Unhappy Chase credit-card customers may be prevented from getting their day in court, thanks to a new policy the bank is rolling out.
Chase JPM, -1.13% is re-introducing forced arbitration clauses to many of its popular credit cards, including the Sapphire, United MileagePlus UAL, +0.66% and Slate cards. Over the past week, existing customers have received emails notifying them that their account terms were being changed, Fast Company first reported.
“Nearly all of our credit cards will add this element to the card holder agreement, except for the AARP card,” Trish Wexler, J.P. Morgan Chase’s chief communications officer, told MarketWatch.
The new clause stipulates that any dispute between consumers and Chase must be resolved by binding arbitration. As a result, customers would be barred from suing the company and, instead, would be required to have the case brought up before a private arbitrator. The clause also prevents people from filing class-action lawsuits or similar suits.

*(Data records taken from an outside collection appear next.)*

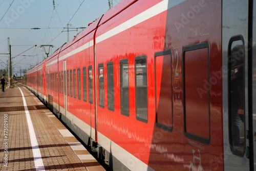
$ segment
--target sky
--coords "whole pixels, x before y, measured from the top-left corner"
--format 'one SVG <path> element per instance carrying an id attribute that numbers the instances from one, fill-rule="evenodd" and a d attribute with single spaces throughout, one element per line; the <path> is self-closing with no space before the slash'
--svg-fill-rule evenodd
<path id="1" fill-rule="evenodd" d="M 113 0 L 113 6 L 120 1 Z M 0 0 L 0 54 L 8 53 L 9 37 L 12 72 L 19 76 L 46 57 L 41 45 L 53 45 L 51 55 L 67 42 L 68 24 L 72 40 L 109 9 L 108 0 Z M 0 54 L 0 69 L 8 56 Z"/>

‘Forced arbitration clauses are a ‘Get out of Jail Free’ card for companies that violate the law.’
Like most other banks, Chase’s arbitration clause includes a carve-out that allows consumers to still bring cases against the bank in small claims court. Over the last three years, consumers have filed over 300 claims against Chase in California Small Claims courts alone, Wexler said.
Chase jettisoned its arbitration clauses in 2009 as part of a settlement in a class-action lawsuit. However, the terms of the settlement have expired, allowing the company to reintroduce the policy.

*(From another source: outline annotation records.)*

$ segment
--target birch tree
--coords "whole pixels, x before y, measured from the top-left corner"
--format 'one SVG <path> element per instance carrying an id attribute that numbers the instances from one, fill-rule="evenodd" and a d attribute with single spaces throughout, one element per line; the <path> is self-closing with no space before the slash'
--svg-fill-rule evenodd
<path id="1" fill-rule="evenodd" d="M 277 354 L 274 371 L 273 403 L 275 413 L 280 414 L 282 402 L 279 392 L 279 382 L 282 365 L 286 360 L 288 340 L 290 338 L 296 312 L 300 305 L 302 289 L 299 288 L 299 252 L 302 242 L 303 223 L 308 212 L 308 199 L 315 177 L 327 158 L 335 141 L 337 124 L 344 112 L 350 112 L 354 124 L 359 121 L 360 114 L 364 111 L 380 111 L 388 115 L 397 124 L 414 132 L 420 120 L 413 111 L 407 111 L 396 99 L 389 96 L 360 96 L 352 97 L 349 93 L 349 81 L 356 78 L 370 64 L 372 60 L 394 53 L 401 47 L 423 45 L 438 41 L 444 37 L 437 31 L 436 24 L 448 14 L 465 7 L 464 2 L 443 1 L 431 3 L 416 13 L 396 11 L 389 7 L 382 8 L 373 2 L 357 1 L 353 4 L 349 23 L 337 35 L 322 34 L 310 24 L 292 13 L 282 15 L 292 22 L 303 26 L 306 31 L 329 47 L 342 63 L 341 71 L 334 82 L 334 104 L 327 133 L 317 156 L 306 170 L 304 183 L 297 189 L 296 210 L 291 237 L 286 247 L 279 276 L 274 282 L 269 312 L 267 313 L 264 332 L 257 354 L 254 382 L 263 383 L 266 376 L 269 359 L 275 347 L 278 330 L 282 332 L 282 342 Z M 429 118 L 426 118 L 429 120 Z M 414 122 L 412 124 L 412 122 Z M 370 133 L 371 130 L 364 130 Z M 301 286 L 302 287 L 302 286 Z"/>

Consumer advocates expressed major concerns about Chase’s return to forced arbitration.
“Forced arbitration clauses are a ‘Get out of Jail Free’ card for companies that violate the law,” said Lauren Saunders, associate director at the National Consumer Law Center.
“They take away our constitutional right to our day in court, and they ban us from banding together when companies defraud thousands or even millions of people,” she added. “It’s terrible for Chase and for the credit card market.”

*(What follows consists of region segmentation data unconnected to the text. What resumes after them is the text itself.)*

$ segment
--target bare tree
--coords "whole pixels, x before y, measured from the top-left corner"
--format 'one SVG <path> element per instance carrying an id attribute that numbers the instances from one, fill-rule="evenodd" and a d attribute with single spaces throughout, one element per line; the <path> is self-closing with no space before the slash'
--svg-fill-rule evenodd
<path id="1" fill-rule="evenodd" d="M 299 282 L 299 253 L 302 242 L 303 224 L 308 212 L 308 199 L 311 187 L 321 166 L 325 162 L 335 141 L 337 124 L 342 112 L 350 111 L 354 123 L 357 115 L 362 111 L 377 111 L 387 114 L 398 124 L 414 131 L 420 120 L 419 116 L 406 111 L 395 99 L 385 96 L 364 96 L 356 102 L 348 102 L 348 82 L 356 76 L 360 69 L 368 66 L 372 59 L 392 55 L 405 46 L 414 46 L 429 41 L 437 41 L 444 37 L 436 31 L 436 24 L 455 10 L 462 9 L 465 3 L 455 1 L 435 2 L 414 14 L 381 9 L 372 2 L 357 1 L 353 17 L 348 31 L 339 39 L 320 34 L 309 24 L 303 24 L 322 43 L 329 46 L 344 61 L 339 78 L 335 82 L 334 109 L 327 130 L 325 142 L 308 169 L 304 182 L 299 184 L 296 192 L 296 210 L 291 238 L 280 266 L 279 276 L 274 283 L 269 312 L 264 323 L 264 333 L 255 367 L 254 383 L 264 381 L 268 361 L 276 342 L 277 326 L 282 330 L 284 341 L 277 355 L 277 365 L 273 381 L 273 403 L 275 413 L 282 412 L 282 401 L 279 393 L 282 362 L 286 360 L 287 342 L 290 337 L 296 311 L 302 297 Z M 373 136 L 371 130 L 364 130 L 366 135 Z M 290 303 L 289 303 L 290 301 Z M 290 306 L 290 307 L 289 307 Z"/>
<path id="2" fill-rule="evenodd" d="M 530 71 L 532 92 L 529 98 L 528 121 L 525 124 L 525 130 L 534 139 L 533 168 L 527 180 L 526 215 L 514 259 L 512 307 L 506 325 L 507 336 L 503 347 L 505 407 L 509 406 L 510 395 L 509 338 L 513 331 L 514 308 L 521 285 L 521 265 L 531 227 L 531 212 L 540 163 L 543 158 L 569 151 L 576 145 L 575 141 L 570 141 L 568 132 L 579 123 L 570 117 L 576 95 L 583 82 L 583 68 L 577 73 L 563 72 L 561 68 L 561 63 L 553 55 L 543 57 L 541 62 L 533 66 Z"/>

A growing number of companies are adding arbitration clauses
Arbitration clauses have become increasingly common — cropping up everywhere from credit-card agreements to employment contracts.
They’re especially popular among banks. A Pew Charitable Trust analysis of 29 banks found that the percentage that used mandatory arbitration clauses rose from 59% to 72% between 2013 and 2016.
The Consumer Financial Protection Bureau issued a rule in 2015 banning the practice, but this was subsequently overturned by President Trump. Last year, the Supreme Court upheld the use of forced arbitration clauses by employers in a 5-4 decision.
Wexler defended Chase’s choice to reintroduce the arbitration clause, claiming that it “is often faster, less expensive and provides better outcomes for our customers.”
A 2015 report from the CFPB did suggest that consumers receive greater relief on average from arbitration ($5,389) than class-action lawsuits ($32).
But opponents of these clauses say that statistic is misleading because consumers only obtain relief in 9% of disputes that went to arbitration, while companies were successful in 93% of their claims or counter-claims in arbitration.
On average, consumers paid $7,725 to the bank or lender as a result of this disparity, an Economic Policy Institute analysis of the CFPB’s study found.
Consumers have until August to opt out of Chase’s policy — and it takes work
Chase will let existing customers opt out of the clause — but doing so won’t be easy. Card holders have to do so in writing by mailing a letter to Chase stipulating that they reject the arbitration agreement and including their name, account number, address and signature, according to Fast Company. The letters must arrive by Aug. 7, 2019. Military members are already exempt from forced arbitration clauses by law.
On Reddit, Chase card holders claimed they received mixed messages from the bank’s customer-service personnel regarding the change. One user claimed they were told by one representative that rejecting the clause would result in Chase closing their account, while another customer service representative said the opposite.
New Chase customers may be allowed to opt out as well, but only for a limited time. Many banks that already have arbitration clauses on the books allow consumers to opt out, typically within 30 to 90 days of opening their account, according to a 2017 report from CreditCards.com.
“Sometimes companies give you a short, obscure way to opt out,” Saunders said. “If they do, you should take advantage of it.”